I'd like this debate to continue in the comment section below, primarily because the debate has been an actual debate without descending into some bitchy slap fight between analytics people and people who aren't stats inclined. This can help further the development of stats that can better quantify the shot in itself without the broad "this is bad/inefficient" bromide. Please, continue the debate.
I'll throw in my two cents. I've always felt that if you are good at something you should keep doing it. The context I've used this with (in four seasons of writing for Denver Stiffs) is Carmelo Anthony and whether or not he needs to pass the ball more.
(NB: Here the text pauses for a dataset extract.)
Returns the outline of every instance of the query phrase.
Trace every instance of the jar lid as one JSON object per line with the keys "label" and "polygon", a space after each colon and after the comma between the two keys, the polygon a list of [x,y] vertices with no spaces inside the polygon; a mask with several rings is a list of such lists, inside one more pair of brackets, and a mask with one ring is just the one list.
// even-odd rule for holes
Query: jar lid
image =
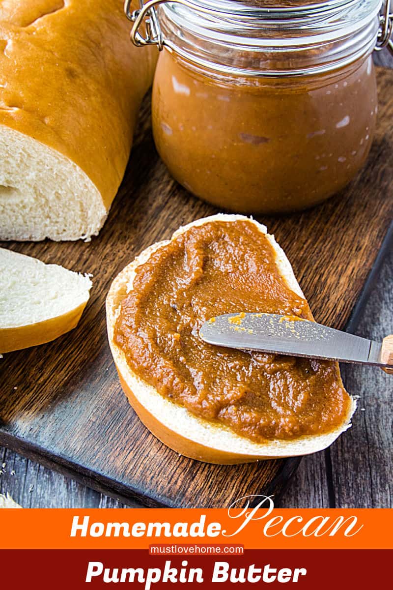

I've always argued that you want an engaged Melo, who is good at one thing, rather than forcing him to change his mentality and suddenly become LeBron James. In that sense, we come to Darrell Arthur, who seems to be a master at hitting the long mid-range two point shot. He's good at it. Analytics define that shot as inefficient, so would it be better to have him step back a couple feet? The value of a three-point is greater than a long two. Seems to make sense.
I'd say that, even that slight bit of change can mess with a guy's mental focus. If the guy is good at making that one shot, shouldn't we just continue to let him make said shot? Two points is two points right? The 80's high scoring Nuggets teams lived on mid-rage shots. It involved ball movement to get the open shot. Obviously things have changed dramatically since then, but that is just one example.
That seems to be the disparate angles of this debate. I found reading the comments to be highly informative. I want us to move beyond "mid-range bad/three-point good" and help refine the stats to better reflect situational shot making and how, if employed well, the mid-range two point shot can benefit your team and its offense.